The president of the Rockefeller Foundation, Rajiv Shah, who is set to visit India on March 18, said that under India's presidency, the G20 nations should consider providing more capital to the World Bank and other multinational development banks. Shah told Business Standard that in order to provide more concessionary funding, the G20 leadership should increase capital in the multinational development finance system.
Shah, who has been the president of the Rockefeller Foundation since 2017, stressed that India’s renewable energy efforts and the need to reform international financial institutions towards sustainable development will top his agenda during his upcoming trip.
“To deliver on the Paris Agreement’s goal of curbing global warming to under 1.5 degrees Celsius, it is crucial to finance and promote the scaling of renewable energy technologies. The COP21 Pledge of $100 billion from developed economies has not been met and is no longer enough. It’s imperative to reform the 80-year-old system of multinational finance developed which is now struggling to meet transnational crises such as Covid-19 and climate change. We need global leadership to increase capital in the multinational development finance system in ways that can provide more concessionary capital, particularly for infrastructure that can mitigate the effects of climate change,” Shah said.

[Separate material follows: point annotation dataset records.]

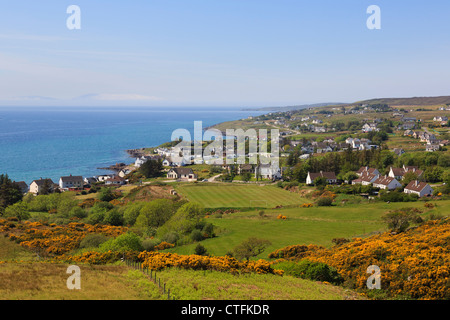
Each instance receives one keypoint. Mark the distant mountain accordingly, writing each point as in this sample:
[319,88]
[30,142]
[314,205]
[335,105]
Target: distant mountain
[414,101]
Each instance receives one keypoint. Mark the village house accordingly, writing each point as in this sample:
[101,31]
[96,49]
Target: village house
[398,173]
[22,185]
[369,127]
[104,177]
[37,186]
[245,168]
[367,170]
[143,159]
[267,171]
[386,182]
[124,172]
[420,188]
[90,180]
[71,182]
[366,178]
[440,119]
[398,151]
[329,176]
[185,174]
[116,181]
[432,147]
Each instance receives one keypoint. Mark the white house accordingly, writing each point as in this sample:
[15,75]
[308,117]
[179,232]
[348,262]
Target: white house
[367,170]
[71,182]
[268,171]
[366,179]
[37,185]
[182,174]
[329,176]
[386,182]
[369,127]
[122,173]
[420,188]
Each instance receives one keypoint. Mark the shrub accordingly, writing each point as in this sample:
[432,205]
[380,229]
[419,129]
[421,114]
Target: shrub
[316,271]
[171,237]
[126,242]
[200,250]
[196,235]
[150,244]
[324,201]
[113,218]
[93,240]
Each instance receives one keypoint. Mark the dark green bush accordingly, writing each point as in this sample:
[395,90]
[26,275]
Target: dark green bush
[316,271]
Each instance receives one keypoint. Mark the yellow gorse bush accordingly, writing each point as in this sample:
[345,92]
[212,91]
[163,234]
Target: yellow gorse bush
[54,239]
[414,263]
[159,260]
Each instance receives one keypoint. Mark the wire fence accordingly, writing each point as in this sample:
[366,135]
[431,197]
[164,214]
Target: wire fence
[153,277]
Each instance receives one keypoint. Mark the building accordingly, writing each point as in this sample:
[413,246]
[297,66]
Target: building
[37,186]
[432,147]
[398,173]
[386,183]
[182,174]
[329,176]
[366,179]
[245,168]
[268,171]
[22,185]
[104,177]
[420,188]
[71,182]
[124,172]
[369,127]
[365,170]
[115,181]
[398,151]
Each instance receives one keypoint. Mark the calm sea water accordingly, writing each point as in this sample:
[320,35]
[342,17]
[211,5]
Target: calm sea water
[53,142]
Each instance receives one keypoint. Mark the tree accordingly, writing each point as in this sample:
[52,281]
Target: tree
[251,247]
[151,168]
[18,210]
[399,220]
[408,177]
[10,192]
[114,218]
[155,213]
[246,176]
[106,195]
[200,250]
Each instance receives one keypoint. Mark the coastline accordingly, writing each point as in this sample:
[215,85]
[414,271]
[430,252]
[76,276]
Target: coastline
[55,142]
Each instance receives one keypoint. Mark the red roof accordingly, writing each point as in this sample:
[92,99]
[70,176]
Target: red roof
[416,185]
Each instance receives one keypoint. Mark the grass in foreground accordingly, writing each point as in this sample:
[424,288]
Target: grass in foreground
[229,195]
[214,285]
[47,281]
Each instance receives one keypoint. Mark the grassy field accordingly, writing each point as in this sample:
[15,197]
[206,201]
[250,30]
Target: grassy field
[215,195]
[316,225]
[24,278]
[214,285]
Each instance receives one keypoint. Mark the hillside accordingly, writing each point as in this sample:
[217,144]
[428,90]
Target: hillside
[413,101]
[413,264]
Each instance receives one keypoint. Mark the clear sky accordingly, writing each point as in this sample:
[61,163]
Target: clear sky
[221,52]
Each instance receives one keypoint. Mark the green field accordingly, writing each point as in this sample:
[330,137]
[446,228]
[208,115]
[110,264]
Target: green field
[214,285]
[316,225]
[216,195]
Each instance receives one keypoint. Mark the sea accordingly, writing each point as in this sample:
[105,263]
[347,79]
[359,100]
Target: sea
[50,142]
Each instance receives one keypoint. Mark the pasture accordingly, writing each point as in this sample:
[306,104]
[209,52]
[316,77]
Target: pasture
[217,195]
[316,225]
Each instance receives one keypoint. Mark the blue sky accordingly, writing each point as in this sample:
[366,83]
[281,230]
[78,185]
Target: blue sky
[221,52]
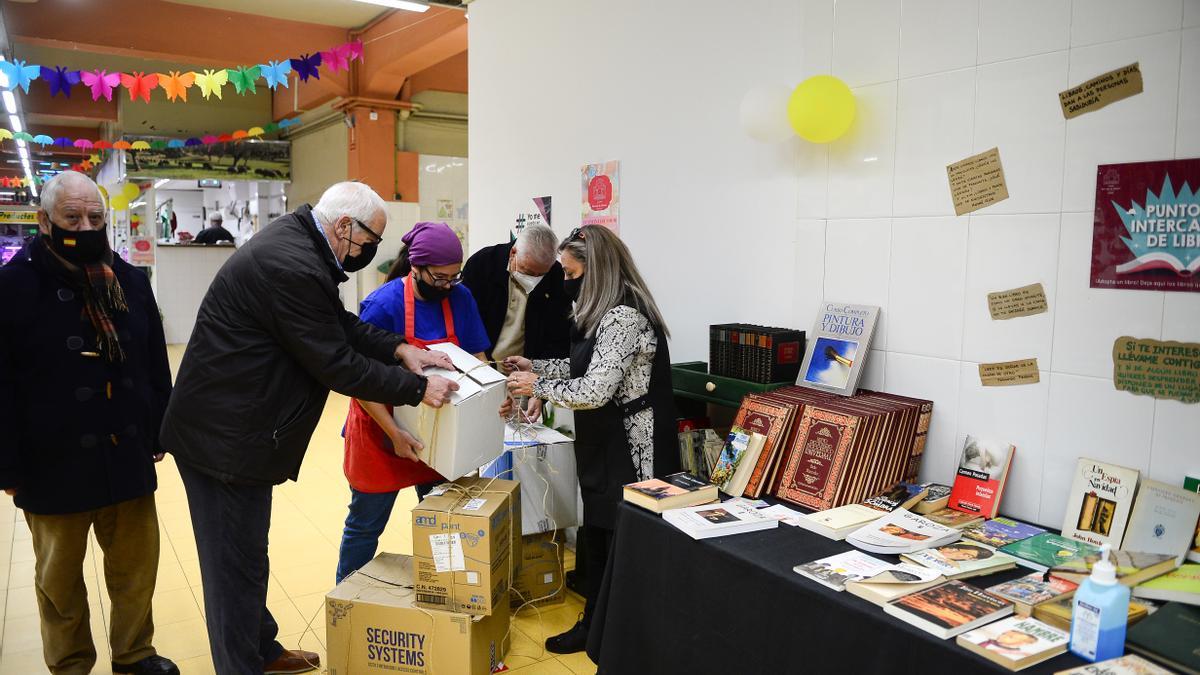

The Rockefeller Foundation has, together with the IKEA Foundation, The Bezos Earth Fund, and other partners, committed nearly $11 billion to partner with low- and middle-income countries to build renewable energy infrastructures that provide energy access with on-grid and off-grid solutions.
“The cost of renewable energy technology is far higher in the Global South than the Global North due to the cost of capital and the cost of technology. That is not just, and we must work to lower this “green premium”—by incentivizing private capital, by creating systems for pooled procurement, and by ensuring that innovators like India are central to the renewable energy supply chain,” Shah told Business Standard.
He added that India can be a leading supplier of technology not just for the energy sector, but for agriculture and public health, where climate effects will also be felt and must be mitigated.